Science / For the scientifically inclined
The basis of the theory of species-specific music was formed from ideas that were to be included in a series of lecture demonstrations that David was preparing on musical interpretation. In the investigation of the subject, he discovered that much music is tailored to human perception, limbic response, vocalizations, and environment. After two years of research and deduction he felt that he had completed a comprehensive model of the pathways and elements of music and had correlated each of the distinguishable characteristics of music with a naturally occurring emotional trigger. For the purposes of this investigation, “emotional response” is understood as any response generated in the structures of the limbic system.

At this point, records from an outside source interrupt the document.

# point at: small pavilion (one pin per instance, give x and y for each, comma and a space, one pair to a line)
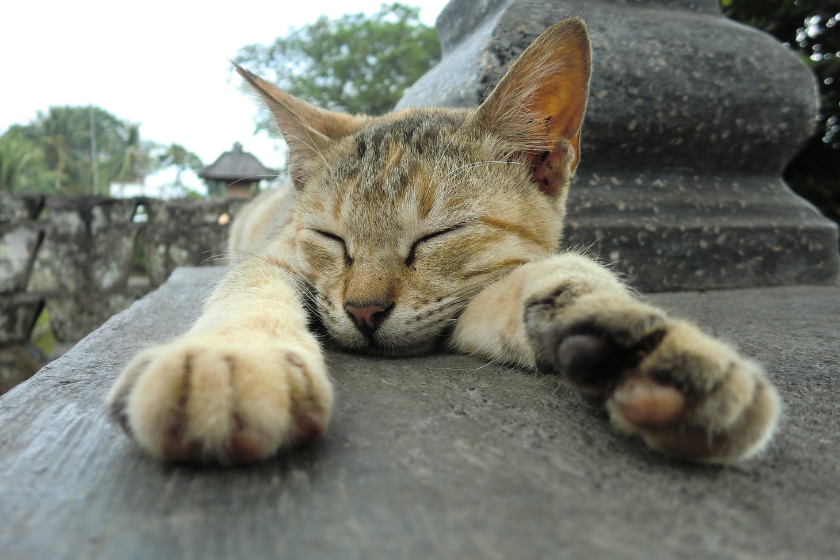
234, 173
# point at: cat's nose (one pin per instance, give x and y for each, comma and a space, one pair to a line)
368, 316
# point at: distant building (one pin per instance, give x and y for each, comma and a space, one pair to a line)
234, 173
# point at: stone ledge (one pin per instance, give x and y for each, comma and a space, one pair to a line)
441, 456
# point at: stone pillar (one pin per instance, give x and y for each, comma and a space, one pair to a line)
20, 238
691, 119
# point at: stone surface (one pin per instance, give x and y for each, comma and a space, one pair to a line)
441, 456
19, 243
184, 233
691, 117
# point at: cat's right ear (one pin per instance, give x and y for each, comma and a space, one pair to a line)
307, 129
537, 109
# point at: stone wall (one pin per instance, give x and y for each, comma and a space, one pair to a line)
74, 256
690, 119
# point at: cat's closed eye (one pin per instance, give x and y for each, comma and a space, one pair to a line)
409, 261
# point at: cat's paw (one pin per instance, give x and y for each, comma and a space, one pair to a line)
226, 399
684, 392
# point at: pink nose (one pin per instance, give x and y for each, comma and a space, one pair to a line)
368, 318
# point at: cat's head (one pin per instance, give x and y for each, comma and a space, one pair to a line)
401, 219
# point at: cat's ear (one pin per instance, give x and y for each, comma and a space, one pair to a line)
538, 106
307, 129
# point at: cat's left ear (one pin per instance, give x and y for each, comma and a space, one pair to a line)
538, 106
308, 130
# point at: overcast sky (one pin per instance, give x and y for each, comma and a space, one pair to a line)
161, 63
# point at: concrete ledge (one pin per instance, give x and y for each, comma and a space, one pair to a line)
433, 457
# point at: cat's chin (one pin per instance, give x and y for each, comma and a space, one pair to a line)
373, 348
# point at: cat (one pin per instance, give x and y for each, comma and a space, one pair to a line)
422, 229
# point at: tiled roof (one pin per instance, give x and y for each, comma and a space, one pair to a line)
237, 164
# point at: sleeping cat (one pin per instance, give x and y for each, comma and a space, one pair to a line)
423, 229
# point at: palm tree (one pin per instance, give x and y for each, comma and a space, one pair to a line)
21, 164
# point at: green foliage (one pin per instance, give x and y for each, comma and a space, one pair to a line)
811, 28
22, 164
175, 155
354, 63
53, 152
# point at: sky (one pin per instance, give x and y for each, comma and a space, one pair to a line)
161, 63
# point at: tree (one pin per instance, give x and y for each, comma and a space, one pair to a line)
182, 159
21, 164
354, 63
812, 29
137, 160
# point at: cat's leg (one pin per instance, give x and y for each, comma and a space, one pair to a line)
684, 392
247, 380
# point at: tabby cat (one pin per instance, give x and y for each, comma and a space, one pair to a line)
426, 228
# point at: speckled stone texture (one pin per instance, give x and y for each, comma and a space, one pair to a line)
691, 117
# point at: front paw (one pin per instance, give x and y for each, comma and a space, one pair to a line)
684, 392
226, 399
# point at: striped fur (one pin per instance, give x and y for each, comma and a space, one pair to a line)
421, 228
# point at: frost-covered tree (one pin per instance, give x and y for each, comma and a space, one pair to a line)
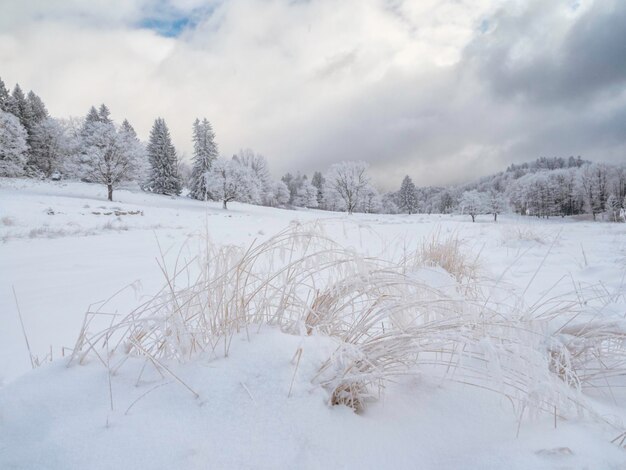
110, 156
495, 203
38, 111
370, 201
163, 174
204, 154
49, 147
388, 204
18, 106
613, 204
318, 182
229, 180
257, 163
138, 151
4, 96
104, 115
473, 203
12, 145
280, 194
306, 195
407, 196
346, 182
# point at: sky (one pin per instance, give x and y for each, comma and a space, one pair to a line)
444, 91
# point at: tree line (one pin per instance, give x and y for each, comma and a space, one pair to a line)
96, 149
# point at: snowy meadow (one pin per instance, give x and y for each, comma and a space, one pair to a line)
167, 332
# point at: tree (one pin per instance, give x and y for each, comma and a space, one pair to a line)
262, 178
229, 180
48, 147
18, 106
370, 202
164, 177
473, 203
593, 181
346, 181
38, 111
318, 182
12, 145
4, 96
306, 195
614, 205
407, 196
280, 194
204, 153
495, 203
111, 156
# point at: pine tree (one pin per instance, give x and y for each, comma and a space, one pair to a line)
204, 154
18, 106
12, 145
38, 111
47, 147
164, 177
104, 114
318, 182
407, 196
4, 96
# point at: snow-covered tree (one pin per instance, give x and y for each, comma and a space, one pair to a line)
163, 174
594, 183
388, 204
257, 163
613, 204
318, 182
18, 106
204, 154
495, 203
49, 147
4, 96
306, 195
111, 156
370, 201
12, 145
346, 182
229, 180
473, 203
407, 196
38, 111
279, 196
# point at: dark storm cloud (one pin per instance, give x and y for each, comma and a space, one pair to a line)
444, 91
529, 55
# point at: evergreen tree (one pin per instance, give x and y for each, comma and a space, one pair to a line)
407, 196
12, 145
38, 111
4, 96
104, 114
164, 177
204, 154
18, 106
48, 147
318, 182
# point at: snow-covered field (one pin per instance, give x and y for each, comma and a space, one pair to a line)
65, 250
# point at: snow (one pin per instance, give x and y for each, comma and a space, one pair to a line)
63, 249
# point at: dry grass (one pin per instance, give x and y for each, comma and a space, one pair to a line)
449, 253
386, 323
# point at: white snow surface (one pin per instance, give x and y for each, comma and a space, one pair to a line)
63, 249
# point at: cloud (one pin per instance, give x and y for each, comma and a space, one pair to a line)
444, 91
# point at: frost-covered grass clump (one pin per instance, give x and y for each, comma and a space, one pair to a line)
387, 317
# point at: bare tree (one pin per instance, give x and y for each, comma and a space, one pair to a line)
347, 181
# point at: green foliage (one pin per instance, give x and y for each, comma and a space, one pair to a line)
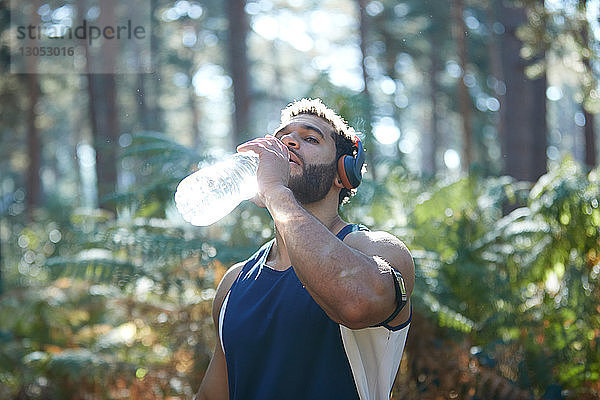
526, 282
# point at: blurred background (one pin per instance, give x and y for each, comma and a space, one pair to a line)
479, 117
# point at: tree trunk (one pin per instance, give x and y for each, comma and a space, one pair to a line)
239, 67
144, 113
430, 166
152, 97
34, 148
524, 116
591, 159
496, 67
104, 120
193, 103
464, 99
369, 142
588, 129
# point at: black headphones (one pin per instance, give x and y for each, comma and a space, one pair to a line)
350, 167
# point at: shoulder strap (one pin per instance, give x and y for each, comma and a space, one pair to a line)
350, 228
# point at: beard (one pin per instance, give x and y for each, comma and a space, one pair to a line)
314, 183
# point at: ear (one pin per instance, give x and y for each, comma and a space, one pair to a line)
337, 182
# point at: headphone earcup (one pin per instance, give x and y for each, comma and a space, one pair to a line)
347, 172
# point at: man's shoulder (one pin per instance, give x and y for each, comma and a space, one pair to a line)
384, 245
224, 286
366, 239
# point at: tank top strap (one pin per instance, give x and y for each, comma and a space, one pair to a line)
256, 258
350, 228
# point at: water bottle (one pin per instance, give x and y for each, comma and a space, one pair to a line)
211, 193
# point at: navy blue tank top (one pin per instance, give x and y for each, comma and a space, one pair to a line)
278, 342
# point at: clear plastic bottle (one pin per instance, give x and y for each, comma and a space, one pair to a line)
211, 193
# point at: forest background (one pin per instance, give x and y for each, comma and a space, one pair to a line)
479, 118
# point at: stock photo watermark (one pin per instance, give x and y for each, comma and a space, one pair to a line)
97, 37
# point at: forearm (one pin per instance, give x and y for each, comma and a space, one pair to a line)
344, 281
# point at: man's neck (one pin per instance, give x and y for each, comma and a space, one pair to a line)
324, 212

From the slight pip of “ahah” that results from pattern recognition to the startle/terror of hearing an extremely near and loud scream, all such responses are included as triggers in music and, as such, are defined in the context of these investigations to be emotional responses. The evolutionary role of emotional response is understood to be determinately equivalent to physiological evolution. In other words: it is assumed that every emotional response has been placed by natural selection to provide for the survival and propagation of our hunting/foraging ancestors. This qualification proved to be an important key to the discovery of the causes for emotional responses to some elements of music.
The scientific foundation of species-specific music rests on discoveries about the fundamental nature of music and about differences among mammalian species in the perception and processing of sound. All mammals are born with templates of sound (primarily connected to emotionally generated vocalizations) that are recognized by the limbic structures in the brain that govern emotional response. Many of these templates come as “standard equipment” and are not always learned, as demonstrated by the observation of a monkey that had been raised in isolation reacting appropriately the first time it heard an alarm call from one of its own species. We humans are built similarly. If someone were to scream in your presence your heart rate would increase; there is no way for you to prevent it. You would not, however, respond similarly to the alarm call of a squirrel. Study of the parameters and characteristics of the natural tempos, developmental environment, and vocalizations of a given species gives us a basis for music that engenders appropriate responses from that species.
Research Results: Many previous experiments on animal response to music composed for humans (hereinafter, “human music”) have been conducted, but none of these studies had demonstrated significant responses. Very recently a study of the effect of human music on cotton-topped tamarin monkeys was conducted at Harvard. The tamarins showed a slight preference for Mozart over German “techno” music, but preferred silence to either. This study was consistent with the findings of all previous studies: animals are largely indifferent to human music.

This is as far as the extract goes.